Las intrusas soportando a la esposa,
¡es un gran favor, verdaderamente! Y la esposa es muy injusta por pretender
para ella sola los derechos y los privilegios, de los cuales de-sean dejarle
una parte, ¡al menos hasta lograr alejarla del todo!
¡Observen, pues, esta intolerancia
de los católicos! — se dice a menudo a nuestro alrededor — ¡No pueden soportar
ninguna otra iglesia que la suya!; ¡los protestantes los toleran bien!
Mis hermanos: vosotros estáis en la
tranquila posesión de vuestra casa y de vuestra finca, y unos hombres armados
se abalanzan sobre ellas, apoderándose de vuestra cama, de vuestra mesa, de
vuestro dinero; en una palabra, ellos se instalan en vuestra casa, pero no os 6
expulsan: tienen la condescendencia hasta de cederles vuestra parte. ¿De qué
tenéis que quejaros? ¡Sois demasiado exigente al no contentaros con la porción
conveniente!
Los protestantes afirman que uno
puede salvarse en nuestra Iglesia. ¿Por qué pretendéis vosotros que uno no
pueda salvarse en la suya? Mis hermanos: trasladémonos a una de las plazas de
esta ciudad; un viajero me pregunta por la ruta que conduce a la capital, y yo
se la indico.
Entonces uno de mis conciudadanos se
aproxima y me dice: “Yo reconozco que esa ruta conduce a París: se lo concedo. Pero
usted me debe consideraciones recíprocas, y no me discutirá que esta otra ruta
—la ruta de Burdeos, por ejemplo— conduce igualmente a París”.
En verdad esta ruta de París será
muy intolerante y exclusivista al no querer que una ruta que le es directamente
opuesta conduce a la misma meta. Ella no tiene un espíritu conciliador, incluso
¿no incurre en el abuso y el fanatismo?
Mis hermanos, yo podría incluso
hasta admitirlo, pues las rutas más opuestas terminarán tal vez por
reencontrarse, luego de haber dado la vuelta al mundo, en tanto que se seguirá
eternamente el camino del error sin llegar jamás al cielo. Entonces, no nos
pregunten más por que, mientras los protestantes reconocen que uno puede
salvarse en nuestra religión, nosotros nos rehusamos a reconocer que —generalmente
hablando y excepto el caso de buena fe e ignorancia invencible— uno puede
salvarse en la suya. Los espinos pueden admitir que la viña produce racimos,
sin que la viña este obligada a reconocer a los espinos la misma propiedad.

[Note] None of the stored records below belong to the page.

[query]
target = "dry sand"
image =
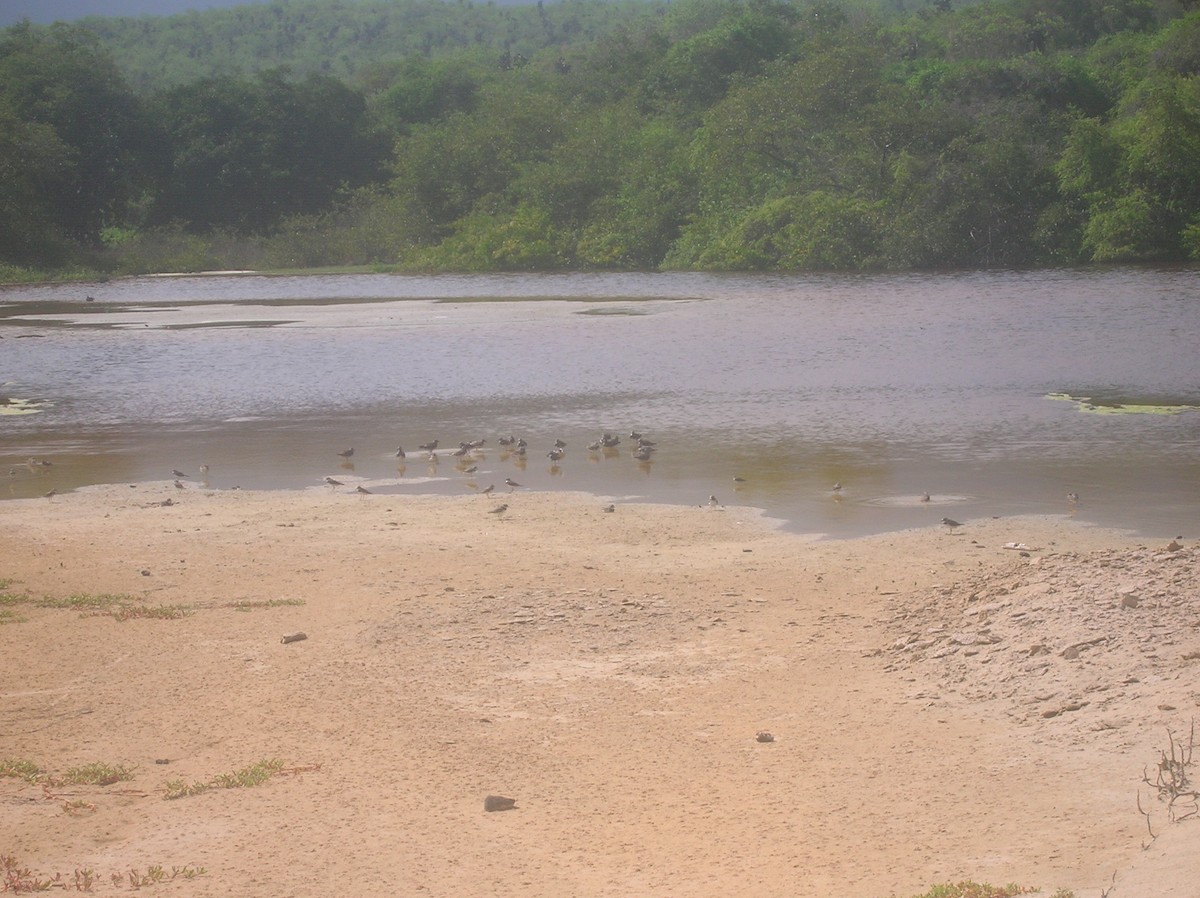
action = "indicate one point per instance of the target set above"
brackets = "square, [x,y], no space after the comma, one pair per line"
[942,707]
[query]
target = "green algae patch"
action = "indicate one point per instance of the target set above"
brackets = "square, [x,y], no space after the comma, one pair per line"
[1114,406]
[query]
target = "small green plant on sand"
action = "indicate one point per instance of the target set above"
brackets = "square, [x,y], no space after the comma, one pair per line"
[87,602]
[156,874]
[247,605]
[96,773]
[252,776]
[21,768]
[982,890]
[157,612]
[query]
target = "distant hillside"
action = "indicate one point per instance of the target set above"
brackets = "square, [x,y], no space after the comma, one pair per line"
[347,37]
[47,11]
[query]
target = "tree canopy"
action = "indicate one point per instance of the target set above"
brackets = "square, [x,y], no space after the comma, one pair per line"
[701,135]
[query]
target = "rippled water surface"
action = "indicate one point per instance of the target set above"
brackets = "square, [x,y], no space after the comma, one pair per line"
[891,385]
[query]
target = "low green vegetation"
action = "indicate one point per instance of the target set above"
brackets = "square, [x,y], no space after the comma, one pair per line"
[247,605]
[96,773]
[18,879]
[748,135]
[121,606]
[969,888]
[252,776]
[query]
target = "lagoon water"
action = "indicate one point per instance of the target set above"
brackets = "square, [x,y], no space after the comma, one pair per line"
[893,385]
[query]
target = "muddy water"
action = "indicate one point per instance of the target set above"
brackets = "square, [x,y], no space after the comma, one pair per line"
[762,390]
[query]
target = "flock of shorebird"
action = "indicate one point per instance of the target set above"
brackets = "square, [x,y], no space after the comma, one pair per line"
[511,449]
[469,453]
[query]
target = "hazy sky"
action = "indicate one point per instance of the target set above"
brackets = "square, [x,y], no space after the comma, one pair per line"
[46,11]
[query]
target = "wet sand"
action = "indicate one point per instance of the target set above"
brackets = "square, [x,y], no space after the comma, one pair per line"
[941,705]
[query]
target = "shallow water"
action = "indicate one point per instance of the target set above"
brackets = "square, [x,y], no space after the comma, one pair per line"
[893,385]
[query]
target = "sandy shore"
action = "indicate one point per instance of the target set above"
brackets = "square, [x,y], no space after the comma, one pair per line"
[941,706]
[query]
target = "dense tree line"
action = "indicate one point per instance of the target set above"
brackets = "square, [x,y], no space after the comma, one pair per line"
[702,135]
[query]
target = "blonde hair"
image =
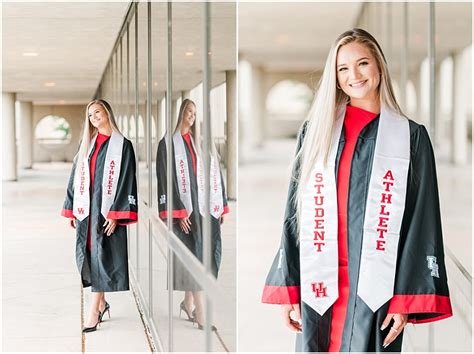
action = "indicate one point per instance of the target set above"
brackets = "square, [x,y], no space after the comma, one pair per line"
[89,131]
[329,99]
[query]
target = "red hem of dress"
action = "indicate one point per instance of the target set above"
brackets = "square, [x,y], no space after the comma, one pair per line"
[281,294]
[177,214]
[117,215]
[438,305]
[67,213]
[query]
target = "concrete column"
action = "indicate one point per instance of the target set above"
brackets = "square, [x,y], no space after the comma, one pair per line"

Mis hermanos, a menudo estamos
desconcertados de lo que escuchamos decir sobre todas estas cuestiones a
personas, por lo demás, sensatas. Les falla completamente la lógica tratándose
de religión. ¿Es la pasión, es el prejuicio lo que los ciega? Es lo uno y lo
otro.
En el fondo, las pasiones saben bien
lo que quieren cuando buscan trastornar los fundamentos de la fe, hasta colocar
a la religión entre las cosas sin consistencia. No ignoran que, demoliendo el
dogma, se preparan una moral fácil. Se ha dicho con perfecta exactitud: “Es más
bien el decálogo que el símbolo lo que hace a los incrédulos”. Si todas las
religiones pueden ser colocadas en un mismo nivel, es que todas son válidas; y
si todas son verdaderas, es que todas son falsas; y si todos los dioses se
toleran, es que no hay Dios.
Y cuando se ha podido llegar hasta
allí, ya no queda más moral molesta. ¡Cuántas conciencias estarían tranquilas
el día que la Iglesia
católica diera el beso fraternal a todas las sectas, sus rivales!
La indiferencia de las religiones
es, por consiguiente, un sistema que tiene sus raíces en las pasiones del
corazón humano; pero es necesario decir también que, para muchos hombres de
nuestro tiempo, se debe a los prejuicios de la educación. Ciertamente, ora se
trate de hombres ya avanzados en edad y que han mamado la leche de la generación
precedente, o bien de quienes pertenecen a la nueva generación: los primeros
han buscado el espíritu filosófico y religioso en el Emilio de Juan Jacobo; los
otros, en la escuela ecléctica o progresista de esos semi-protestantes y
semi-racionalistas que retienen hoy día el cetro de la enseñanza.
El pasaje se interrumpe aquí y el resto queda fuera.